The most active market in the Harbor continued to be Ocean Shores, which posted a roughly $80,000 rise in the median home price to $399,000 in February from $318,725 in February 2021. That marked a gain of 25.19 percent in the period on sales of 29 homes.

But that increase was dwarfed by the Montesano market, where the median price skyrocketed 60.58 percent to $417,500 in February from $260,000 in February 2021. The $157,500 gain came amid sales of 12 homes in the period, the monthly data showed.

Grayland and Westport ranked second and third in percentage gains at 54.29 percent and 47.78, respectively. However, the eye-popping figures came on the back of two recorded home sales in Grayland and two in Westport.

“There is such limited inventory, so when those homes do pop up that skews the numbers,” said David Quigg of Quigg & Co Real Estate in Hoquiam on an inventory level that stood at 1.46 months in Grays Harbor County.

The monthly supply number represents the number of months it would take for the current inventory level to be exhausted given the rate of sales in a particular city or county.

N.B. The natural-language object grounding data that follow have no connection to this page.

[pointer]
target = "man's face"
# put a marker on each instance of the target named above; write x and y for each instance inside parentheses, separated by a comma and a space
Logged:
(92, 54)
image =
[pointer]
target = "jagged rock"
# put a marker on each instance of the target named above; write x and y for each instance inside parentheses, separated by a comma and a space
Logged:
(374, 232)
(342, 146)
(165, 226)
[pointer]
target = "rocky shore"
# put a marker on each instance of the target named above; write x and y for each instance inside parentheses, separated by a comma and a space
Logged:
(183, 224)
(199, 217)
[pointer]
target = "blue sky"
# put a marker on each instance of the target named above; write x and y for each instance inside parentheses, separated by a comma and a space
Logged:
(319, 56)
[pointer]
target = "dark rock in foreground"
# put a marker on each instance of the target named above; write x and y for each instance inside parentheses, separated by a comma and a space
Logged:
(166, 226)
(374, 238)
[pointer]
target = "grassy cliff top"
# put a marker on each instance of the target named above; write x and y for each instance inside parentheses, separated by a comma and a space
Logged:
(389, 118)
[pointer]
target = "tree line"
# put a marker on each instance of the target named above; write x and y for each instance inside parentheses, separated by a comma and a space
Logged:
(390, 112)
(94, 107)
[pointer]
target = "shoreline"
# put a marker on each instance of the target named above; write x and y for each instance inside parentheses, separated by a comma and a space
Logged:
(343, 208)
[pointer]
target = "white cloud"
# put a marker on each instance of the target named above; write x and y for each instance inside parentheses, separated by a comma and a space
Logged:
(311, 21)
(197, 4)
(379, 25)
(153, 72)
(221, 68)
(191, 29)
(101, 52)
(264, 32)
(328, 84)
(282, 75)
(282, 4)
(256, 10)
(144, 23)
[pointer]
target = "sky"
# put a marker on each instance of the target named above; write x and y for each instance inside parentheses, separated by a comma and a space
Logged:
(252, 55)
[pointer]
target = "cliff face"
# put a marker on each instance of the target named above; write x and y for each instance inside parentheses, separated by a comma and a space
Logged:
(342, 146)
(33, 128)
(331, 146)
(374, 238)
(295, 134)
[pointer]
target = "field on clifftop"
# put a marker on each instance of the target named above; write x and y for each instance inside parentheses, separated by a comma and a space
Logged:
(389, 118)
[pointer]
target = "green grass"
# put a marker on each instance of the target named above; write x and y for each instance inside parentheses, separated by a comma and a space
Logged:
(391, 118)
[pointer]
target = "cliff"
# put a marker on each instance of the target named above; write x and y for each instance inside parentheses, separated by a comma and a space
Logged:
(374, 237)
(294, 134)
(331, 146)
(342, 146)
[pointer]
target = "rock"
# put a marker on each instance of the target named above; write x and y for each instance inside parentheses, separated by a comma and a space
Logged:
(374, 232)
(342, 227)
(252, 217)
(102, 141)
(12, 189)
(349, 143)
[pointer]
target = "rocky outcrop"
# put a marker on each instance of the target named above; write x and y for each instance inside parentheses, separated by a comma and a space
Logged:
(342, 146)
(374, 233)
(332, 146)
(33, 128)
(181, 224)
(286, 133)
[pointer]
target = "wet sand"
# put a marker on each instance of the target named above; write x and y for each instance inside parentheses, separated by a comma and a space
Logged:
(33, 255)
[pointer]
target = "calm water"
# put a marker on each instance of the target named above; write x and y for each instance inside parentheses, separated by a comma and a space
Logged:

Hoquiam also posted strong numbers, as the median price of a home rose 22.25 percent to $250,000 in February from $204,500 in February 2021. Total sales were up 30 percent to 13 from 10 in the same period.

“It was so good for us,” said Quigg on the level of activity at this real estate firm in February. “I think at one point we had 20 some things under contract.”

One of the more interesting aspects of the market, he said, was the level of growth in the winter months.

“January, February and even into March historically have been very quiet months … to see growth through the winter is very unusual,” Quigg said.

Amid the rising tide of prices were a few markets where the median price went the other way in February. The median price of a home in Aberdeen dropped 19.72 percent to $180,550 from $224,900. Cosmopolis was down 36.99 percent to $310,000 from $491,950 and McCleary dipped 2.13 percent to $342,500 from $349,950.

But Elma was up 8.15 percent to $365,000 in February from $337,500 in February 2021. The Elma market ended the month with an inventory level of 0.29 months.

Statewide, residential and condominium prices rose 14.26 percent to $585,000 from $512,000 in the same period. Pacific County had the largest percentage increase in the state at 63.02 percent to $335,000 from $205,500 on the back of 29 sales.